The court may grant an exception to any difference of doctrine only if, in the court’s judgment, the applicant’s declared difference is not in accord with any fundamental of our system of doctrine because the difference is neither hostile to the system nor strikes at the vitals of religion.

===System subscription===
In a system subscription (sometimes called "loose subscription"), a subscriber is required to agree with the "system of doctrine" of the confessional standard. According to Morton H. Smith, "System subscription holds to the adoption of all the fundamental and essential doctrines of the system. Other expressions of the Confessions and Catechisms are not considered essential to the system of doctrine as a matter of indifference, whether the ordinand adopts them or not."

This was the approach adopted by the Presbyterian Church in the United States of America from its founding in 1789: ministers promised to "sincerely receive and adopt the confession of faith of this church, as containing the system of doctrine taught in the Holy Scriptures." This is still the form of vow used in the Orthodox Presbyterian Church.
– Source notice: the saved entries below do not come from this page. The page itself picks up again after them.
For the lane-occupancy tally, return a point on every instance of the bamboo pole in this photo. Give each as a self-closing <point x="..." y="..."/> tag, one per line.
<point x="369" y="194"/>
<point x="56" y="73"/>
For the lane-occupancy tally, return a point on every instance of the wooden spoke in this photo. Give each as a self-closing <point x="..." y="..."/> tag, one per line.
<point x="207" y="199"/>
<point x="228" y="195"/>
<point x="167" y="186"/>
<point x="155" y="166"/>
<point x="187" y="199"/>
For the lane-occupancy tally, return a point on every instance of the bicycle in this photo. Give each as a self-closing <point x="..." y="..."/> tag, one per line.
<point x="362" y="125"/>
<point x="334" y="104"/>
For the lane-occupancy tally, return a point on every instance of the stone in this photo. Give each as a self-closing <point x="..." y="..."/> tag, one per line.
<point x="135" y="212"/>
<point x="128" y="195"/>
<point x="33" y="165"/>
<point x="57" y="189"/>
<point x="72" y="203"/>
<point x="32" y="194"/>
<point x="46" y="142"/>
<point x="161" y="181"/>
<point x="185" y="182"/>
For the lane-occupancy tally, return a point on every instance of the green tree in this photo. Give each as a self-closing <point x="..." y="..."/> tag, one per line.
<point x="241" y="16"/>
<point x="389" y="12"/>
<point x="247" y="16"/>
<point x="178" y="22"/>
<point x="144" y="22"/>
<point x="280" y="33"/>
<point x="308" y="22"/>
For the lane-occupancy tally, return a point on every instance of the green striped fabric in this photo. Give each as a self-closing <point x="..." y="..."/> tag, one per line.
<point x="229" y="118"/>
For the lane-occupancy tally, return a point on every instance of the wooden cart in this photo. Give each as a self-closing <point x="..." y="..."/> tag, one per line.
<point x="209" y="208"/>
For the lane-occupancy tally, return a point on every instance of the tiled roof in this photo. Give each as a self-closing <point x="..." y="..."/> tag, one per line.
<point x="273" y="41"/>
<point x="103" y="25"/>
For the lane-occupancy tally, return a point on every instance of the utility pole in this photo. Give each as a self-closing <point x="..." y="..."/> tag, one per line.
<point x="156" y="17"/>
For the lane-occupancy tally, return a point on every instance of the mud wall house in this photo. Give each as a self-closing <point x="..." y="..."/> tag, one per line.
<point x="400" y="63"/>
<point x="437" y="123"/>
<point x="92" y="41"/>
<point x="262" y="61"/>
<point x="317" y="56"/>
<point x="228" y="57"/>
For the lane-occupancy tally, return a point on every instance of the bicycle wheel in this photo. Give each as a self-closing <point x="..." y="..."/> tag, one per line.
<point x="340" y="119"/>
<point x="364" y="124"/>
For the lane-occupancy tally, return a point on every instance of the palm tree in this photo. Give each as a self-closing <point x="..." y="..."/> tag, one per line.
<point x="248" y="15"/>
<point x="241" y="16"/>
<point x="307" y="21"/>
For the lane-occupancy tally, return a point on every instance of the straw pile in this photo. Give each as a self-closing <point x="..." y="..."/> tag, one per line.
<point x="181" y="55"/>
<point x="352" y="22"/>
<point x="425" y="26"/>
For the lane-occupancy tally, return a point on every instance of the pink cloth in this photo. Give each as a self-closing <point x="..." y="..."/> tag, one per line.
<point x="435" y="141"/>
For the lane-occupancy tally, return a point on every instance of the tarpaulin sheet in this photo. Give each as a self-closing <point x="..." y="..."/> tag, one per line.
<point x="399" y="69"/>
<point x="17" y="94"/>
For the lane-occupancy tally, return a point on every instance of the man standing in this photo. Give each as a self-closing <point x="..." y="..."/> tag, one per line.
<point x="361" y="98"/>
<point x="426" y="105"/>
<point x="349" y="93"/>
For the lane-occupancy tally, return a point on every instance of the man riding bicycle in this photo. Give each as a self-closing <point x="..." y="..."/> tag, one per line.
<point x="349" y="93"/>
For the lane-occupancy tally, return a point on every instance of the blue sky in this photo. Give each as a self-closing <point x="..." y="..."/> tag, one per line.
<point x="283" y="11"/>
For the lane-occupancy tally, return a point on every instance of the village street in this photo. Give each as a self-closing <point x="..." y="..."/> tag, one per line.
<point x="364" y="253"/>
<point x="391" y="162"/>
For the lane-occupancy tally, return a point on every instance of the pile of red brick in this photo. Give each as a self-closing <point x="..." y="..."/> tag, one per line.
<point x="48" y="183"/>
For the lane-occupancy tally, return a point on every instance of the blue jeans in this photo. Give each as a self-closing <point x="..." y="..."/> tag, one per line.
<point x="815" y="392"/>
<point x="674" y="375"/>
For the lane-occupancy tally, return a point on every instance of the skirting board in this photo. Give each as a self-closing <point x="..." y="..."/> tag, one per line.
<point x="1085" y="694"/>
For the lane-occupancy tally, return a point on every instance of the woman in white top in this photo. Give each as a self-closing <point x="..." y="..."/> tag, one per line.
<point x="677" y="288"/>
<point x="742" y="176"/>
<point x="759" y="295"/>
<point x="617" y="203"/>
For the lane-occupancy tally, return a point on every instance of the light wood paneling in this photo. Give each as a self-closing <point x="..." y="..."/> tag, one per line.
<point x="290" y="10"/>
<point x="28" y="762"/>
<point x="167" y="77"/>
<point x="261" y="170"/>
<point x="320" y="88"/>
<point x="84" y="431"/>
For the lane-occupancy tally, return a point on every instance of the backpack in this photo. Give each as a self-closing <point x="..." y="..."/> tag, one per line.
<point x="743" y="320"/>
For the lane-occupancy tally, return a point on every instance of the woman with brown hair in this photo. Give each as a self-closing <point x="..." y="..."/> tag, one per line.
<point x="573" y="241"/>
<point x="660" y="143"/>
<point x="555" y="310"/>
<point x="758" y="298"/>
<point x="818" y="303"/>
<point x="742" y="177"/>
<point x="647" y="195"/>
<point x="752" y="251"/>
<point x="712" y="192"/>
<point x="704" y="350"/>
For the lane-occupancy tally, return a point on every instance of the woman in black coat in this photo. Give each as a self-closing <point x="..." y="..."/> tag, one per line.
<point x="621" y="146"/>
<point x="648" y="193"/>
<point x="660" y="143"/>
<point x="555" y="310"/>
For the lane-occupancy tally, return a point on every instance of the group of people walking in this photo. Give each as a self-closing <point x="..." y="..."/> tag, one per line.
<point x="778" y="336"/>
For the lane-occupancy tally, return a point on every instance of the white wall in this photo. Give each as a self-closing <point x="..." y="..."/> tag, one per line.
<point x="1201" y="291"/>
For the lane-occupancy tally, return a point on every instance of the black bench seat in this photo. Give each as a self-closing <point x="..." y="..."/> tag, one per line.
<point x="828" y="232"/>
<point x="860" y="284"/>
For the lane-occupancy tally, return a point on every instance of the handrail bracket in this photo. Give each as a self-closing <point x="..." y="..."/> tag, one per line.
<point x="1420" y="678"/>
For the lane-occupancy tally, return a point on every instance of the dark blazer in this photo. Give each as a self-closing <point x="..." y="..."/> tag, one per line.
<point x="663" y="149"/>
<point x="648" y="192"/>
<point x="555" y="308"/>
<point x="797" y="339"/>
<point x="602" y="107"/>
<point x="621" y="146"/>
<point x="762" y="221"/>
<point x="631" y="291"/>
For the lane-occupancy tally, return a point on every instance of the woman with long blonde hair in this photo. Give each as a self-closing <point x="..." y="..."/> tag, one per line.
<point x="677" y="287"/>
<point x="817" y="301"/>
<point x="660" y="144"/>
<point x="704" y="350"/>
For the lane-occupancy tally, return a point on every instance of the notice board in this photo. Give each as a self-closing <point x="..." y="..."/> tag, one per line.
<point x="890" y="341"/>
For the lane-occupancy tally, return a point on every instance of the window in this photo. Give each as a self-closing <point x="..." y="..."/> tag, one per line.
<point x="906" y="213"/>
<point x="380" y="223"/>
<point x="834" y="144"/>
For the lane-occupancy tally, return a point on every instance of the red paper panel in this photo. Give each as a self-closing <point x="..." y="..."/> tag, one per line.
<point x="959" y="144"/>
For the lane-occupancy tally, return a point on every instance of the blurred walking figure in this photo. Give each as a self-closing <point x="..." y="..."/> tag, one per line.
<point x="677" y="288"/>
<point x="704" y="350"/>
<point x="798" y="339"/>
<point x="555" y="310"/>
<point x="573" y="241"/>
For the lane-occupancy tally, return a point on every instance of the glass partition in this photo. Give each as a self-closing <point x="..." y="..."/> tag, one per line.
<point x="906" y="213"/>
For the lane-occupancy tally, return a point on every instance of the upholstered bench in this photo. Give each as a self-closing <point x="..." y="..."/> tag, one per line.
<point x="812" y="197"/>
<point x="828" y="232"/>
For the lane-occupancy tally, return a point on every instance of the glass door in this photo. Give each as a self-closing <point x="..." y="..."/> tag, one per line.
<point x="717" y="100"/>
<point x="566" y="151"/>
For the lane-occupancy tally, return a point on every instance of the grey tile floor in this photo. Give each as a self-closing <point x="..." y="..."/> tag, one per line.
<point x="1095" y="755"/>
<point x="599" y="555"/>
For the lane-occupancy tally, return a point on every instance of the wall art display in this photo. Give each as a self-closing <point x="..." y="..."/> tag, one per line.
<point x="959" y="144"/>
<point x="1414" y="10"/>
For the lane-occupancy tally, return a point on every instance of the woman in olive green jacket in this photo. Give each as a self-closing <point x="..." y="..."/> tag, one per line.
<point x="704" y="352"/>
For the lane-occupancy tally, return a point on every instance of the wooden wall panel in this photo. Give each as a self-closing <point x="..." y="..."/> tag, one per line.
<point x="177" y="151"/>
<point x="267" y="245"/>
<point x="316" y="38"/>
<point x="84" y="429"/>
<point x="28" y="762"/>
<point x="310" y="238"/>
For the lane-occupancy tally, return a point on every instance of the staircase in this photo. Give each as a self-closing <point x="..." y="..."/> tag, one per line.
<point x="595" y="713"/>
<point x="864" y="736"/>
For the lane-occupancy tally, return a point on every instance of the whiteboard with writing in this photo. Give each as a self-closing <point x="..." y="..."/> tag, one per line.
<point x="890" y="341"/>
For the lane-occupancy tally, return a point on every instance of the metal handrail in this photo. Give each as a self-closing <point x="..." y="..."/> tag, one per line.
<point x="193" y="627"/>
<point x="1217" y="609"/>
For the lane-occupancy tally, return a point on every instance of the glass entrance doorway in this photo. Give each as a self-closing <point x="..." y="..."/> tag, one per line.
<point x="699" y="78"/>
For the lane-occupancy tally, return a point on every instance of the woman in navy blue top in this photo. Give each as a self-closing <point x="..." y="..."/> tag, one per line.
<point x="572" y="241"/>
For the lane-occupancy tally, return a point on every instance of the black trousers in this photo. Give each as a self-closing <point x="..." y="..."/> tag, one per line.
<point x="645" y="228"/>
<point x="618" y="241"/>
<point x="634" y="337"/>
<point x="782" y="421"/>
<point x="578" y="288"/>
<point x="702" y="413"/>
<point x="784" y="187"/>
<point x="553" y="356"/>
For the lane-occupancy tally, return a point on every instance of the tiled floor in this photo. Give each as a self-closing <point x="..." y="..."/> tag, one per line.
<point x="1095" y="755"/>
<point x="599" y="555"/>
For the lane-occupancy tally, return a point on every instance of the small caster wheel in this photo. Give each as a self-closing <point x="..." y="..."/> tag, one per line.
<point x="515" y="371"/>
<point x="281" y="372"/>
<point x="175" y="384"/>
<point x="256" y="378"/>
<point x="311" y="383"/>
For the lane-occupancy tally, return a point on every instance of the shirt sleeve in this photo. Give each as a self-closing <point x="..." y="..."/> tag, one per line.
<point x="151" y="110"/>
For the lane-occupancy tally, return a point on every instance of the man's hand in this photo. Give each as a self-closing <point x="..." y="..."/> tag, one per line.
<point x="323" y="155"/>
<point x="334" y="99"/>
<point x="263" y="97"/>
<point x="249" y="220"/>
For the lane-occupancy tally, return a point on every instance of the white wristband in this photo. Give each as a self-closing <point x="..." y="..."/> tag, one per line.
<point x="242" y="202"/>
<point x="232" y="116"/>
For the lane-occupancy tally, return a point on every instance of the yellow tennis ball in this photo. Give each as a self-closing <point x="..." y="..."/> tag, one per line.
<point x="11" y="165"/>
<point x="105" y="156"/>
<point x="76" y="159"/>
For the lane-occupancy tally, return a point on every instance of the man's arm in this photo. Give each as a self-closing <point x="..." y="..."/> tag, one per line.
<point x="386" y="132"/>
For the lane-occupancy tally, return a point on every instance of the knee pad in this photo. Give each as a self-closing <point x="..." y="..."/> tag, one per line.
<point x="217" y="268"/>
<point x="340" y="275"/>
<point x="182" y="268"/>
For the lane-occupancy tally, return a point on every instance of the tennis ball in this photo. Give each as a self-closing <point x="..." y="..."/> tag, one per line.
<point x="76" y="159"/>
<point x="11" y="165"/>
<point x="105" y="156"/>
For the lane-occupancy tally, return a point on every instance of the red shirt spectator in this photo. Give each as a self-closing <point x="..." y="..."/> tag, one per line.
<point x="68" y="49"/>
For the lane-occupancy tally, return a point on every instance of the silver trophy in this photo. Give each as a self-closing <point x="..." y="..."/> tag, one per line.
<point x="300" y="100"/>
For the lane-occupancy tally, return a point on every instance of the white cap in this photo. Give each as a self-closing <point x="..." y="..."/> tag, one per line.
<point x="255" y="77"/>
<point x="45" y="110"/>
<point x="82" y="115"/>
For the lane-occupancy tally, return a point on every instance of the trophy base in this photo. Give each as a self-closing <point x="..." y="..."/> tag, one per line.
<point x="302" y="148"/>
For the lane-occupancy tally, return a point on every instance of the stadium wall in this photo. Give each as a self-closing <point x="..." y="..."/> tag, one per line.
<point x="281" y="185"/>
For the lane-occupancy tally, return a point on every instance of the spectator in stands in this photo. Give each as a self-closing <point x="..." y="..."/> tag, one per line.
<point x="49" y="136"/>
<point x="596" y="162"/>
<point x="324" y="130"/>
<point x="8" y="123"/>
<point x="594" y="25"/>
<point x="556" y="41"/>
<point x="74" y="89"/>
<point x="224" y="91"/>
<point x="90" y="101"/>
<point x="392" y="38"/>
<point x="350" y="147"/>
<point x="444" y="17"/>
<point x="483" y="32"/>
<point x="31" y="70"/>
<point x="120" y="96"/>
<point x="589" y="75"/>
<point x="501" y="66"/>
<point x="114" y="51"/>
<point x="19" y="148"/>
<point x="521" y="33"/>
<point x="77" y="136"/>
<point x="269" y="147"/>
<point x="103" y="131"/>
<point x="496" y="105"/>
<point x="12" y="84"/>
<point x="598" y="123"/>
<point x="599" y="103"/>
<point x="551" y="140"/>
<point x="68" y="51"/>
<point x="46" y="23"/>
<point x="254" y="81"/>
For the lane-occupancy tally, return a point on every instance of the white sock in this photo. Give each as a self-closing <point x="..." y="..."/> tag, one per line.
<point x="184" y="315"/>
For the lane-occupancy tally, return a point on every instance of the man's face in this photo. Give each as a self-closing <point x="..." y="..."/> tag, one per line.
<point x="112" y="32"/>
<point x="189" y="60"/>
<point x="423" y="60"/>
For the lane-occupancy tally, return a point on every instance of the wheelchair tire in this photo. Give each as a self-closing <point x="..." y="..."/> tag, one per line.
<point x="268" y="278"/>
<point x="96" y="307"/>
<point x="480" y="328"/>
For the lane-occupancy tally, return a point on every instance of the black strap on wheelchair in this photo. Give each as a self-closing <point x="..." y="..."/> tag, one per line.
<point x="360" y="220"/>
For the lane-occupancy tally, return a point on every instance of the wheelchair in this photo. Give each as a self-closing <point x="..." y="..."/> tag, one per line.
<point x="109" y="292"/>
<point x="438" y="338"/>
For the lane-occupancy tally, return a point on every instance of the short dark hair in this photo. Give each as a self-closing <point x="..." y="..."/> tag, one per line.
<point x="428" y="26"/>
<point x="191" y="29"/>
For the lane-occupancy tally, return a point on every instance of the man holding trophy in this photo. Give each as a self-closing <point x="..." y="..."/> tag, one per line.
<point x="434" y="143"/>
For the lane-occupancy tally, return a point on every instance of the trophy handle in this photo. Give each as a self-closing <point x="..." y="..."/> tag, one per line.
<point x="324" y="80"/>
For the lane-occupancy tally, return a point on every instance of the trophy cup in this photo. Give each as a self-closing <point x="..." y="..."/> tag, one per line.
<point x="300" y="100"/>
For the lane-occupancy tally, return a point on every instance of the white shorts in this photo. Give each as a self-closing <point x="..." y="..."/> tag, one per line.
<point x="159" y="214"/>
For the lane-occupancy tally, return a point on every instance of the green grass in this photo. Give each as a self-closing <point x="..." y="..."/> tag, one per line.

Charles Hodge noted that the phrase "system of doctrine" was interpreted in three different ways: (1) "every proposition of the Confession" (equivalent to strict subscription described above); (2) the doctrines "peculiar to" the Reformed churches; (3) the "essential doctrines of Christianity." Of the first, Hodge argued that "Such a rule of interpretation can never be practically carried out, without dividing the Church into innumerable fragments. It is impossible that a body of several thousand ministers and elders should think alike on all the topics embraced in such an extended and minute formula of belief." The third, he said, "has been tried, and found to produce the greatest disorder and contention." Thus, Hodge concluded that the only viable view was the second one.

==Declaratory statements==

Some Presbyterian denominations have added a declaratory statement to the Westminster Confession of Faith to clarify, modify, or soften its teaching and thus make it easier for office-bearers to subscribe without scruples. Many of these statements include a clause granting liberty of opinion on non-essential matters.

=="Quia" versus "Quatenus" subscription==
In Confessional Lutheranism, a model of "quia" subscription is used. From the Latin for "because", the Book of Concord is adhered to because it is faithful to the Scriptures – the subscriber believes there is no contradiction between the Book of Concord and the Scriptures. The alternative, "quatenus" (Latin for "insofar as") subscription means there might be a contradiction of the Scriptures in the Book of Concord, in which case the subscriber would hold to the Scriptures against the Book of Concord.

A similar distinction exists in Reformed churches: in 1816, King William I of the Netherlands reorganized the Dutch Reformed Church so that the form of subscription was changed from accepting the Three Forms of Unity because they agreed with the Word of God (as laid down by the Synod of Dort) to acceptance insofar as they agreed with the Word.